Um estudo da PwC mostra o ‘pobre’ panorama dos fundos de investimento no País, mas garante que há futuro no sector.

Angola só terá potencial para diversificar a oferta de fundos de investimento após o mercado bolsista arrancar, defendem especialistas do sector. Um estudo da PwC – Africa Asset Managment 2020 -, que mostra o panorama dos activos sob gestão, incluindo fundos de investimento e de pensões, e capital de risco em 12 países africanos remete para esse momento o aparecimento de oportunidades que trarão mais investidores e financiamento à diversificação económica.

Segundo o estudo, que sublinha que existem apenas dois fundos de imobiliário em Angola, colocada no grupo dos países ‘Nascentes’ no que diz respeito ao potencial de crescimento dos activos sob gestão, “as perspectivas futuras de diversificação da economia podem traduzir-se numa oportunidade para investidores” de fundos.

O documento, que traça ainda a evolução previsível dos activos sob gestão nos 12 países em análise até 2020, sublinha que “é provável que, com o enquadramento legislativo adequado e o arranque do mercado de capitais em 2017, o sector dos fundos em Angola venha a desenvolver-se dos actuais dois na área do imobiliário para um próspero segmento na área financeira”.

Dois fundos… afectados pela queda do imobiliário

“Enquanto Angola tiver apenas dois fundos não é possível prever com precisão o crescimento dos activos sob gestão”, assinala o documento da consultora internacional. Os fundos em causa foram lançados em 2008 e 2012 pelo Besaactif, do então BESA, hoje Banco Económico, e em ambos a carteira é sobretudo composta por activos imobiliários.

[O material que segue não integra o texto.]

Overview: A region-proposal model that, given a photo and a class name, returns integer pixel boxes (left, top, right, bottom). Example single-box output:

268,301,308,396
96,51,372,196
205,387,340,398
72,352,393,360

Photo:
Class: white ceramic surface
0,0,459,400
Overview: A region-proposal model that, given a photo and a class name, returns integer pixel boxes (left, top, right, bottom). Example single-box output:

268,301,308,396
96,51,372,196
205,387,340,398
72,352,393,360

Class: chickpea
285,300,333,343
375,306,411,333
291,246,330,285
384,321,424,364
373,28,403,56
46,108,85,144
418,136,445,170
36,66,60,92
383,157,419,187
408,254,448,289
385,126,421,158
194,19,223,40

O mais antigo, o ‘Património’, foi registado em 2008, com activos avaliados em 7,5 mil milhões Kz. No final de 2014, segundo a PwC, que cita dados do ex-BESA – o fundo estava avaliado 11,9 mil milhões Kz, ou seja, sofreu uma valororização anual de 8%. O segundo, o ‘Valorização’, foi registado em 2012 – numa fase em que o mercado imobiliário mundial já ‘inspirava’ cuidados -, com activos sob gestão no valor de 97,9 mil milhões Kz. De então até ao final do ano passado, valorizou para 103,7 mil milhões Kz. Marco Silva, especialista em mercados financeiros, explica que o mercado dos fundos de imobiliário tem sido o único no pela “inexistência de alternativas de investimento” no País.

“Sem destino, não há razão para fundos diferentes”, explica o responsável. Patrício Vilar, administrador executivo da Comissão do Mercado de Capitais (CMC), concorda: “Não poderia haver fundos mobiliários não havendo valores mobiliários”, assinala, em entrevista. Mas, revela, entretanto, com o funcionamento do mercado secundário de dívida pública, a CMC já tem registos de fundos de valores mobiliários com títulos de tesouraria.

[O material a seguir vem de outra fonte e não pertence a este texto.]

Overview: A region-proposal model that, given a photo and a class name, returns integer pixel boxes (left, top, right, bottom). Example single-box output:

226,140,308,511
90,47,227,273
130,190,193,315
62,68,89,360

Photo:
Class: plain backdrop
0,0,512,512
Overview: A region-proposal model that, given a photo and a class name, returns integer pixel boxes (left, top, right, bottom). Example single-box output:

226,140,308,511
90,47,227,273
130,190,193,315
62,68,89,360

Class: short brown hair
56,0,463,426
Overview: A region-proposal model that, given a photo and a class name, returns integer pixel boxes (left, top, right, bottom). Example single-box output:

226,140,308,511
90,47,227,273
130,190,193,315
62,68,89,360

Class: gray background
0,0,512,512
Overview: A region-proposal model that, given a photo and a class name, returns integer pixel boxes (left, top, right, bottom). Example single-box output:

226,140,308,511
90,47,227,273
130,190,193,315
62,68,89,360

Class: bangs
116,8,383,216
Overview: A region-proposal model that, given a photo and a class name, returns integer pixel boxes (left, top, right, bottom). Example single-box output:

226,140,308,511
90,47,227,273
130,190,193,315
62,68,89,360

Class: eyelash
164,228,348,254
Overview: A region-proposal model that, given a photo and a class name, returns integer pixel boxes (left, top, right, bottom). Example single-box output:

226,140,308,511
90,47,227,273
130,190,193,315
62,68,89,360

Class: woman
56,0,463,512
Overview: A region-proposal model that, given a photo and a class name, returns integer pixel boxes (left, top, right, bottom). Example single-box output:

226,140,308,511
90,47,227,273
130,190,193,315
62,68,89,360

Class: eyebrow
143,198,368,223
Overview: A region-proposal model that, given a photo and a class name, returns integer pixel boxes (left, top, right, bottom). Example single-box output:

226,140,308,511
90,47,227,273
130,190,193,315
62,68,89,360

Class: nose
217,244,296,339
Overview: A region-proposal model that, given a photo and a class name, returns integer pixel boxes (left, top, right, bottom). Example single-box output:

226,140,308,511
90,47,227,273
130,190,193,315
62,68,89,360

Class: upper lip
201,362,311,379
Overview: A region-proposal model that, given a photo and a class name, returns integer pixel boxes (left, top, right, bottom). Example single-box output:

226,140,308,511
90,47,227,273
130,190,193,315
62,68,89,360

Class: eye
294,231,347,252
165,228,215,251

“Há fundos submetidos pela Odel, por exemplo, que vai lançar um com títulos do Tesouro e de tesouraria”, afirma o responsável, sublinhando que, dado o contexto, os fundos de imobiliário estão “com dificuldades”, pelo que dificilmente surgirão novos.

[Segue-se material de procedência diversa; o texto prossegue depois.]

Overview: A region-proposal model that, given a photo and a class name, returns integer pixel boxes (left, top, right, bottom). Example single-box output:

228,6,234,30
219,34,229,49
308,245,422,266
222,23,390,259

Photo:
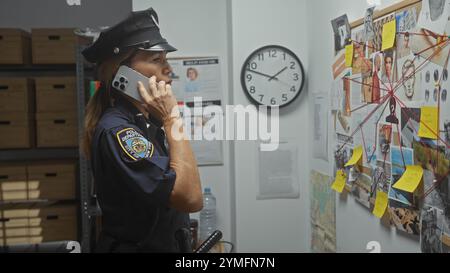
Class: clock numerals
241,46,304,107
258,52,264,61
247,62,258,70
269,49,277,58
290,62,295,70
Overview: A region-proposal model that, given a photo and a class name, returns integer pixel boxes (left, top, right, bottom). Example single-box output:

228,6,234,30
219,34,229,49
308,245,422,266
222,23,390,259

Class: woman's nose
163,64,172,75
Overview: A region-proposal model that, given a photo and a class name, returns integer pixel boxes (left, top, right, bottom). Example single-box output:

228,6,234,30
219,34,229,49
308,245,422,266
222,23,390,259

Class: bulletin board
330,0,450,253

Bolsa estimula capital de risco

Para Tiago Laranjeiro, administrador- delegado da Angola Capital Partners, o principal ‘travão’ no mercado “tem sido a cultura de investimento das intuições que gerem as poupanças nacionais, sejam fundos de pensões, seguradoras, segurança social ou outros fundos de poupança públicos”.

“A gestão de activos é feita de uma forma simplista, apenas procurando investir em depósitos e títulos da divida publica, não havendo um conhecimento que motive a procura de outras alocações para buscar uma diversificação e rentabilidade óptima, tal como acontece em outros países”, diz o responsável, com experiência na gestão de private equity (capital de risco) em Angola.

Para o gestor, “o lançamento do mercado de capitais irá, na prática, permitir que vários produtos de investimento sejam criados, com base nos activos transaccionados na bolsa”, nomeadamente “fundos de obrigações e dívida corporativa, de acções, etc.”.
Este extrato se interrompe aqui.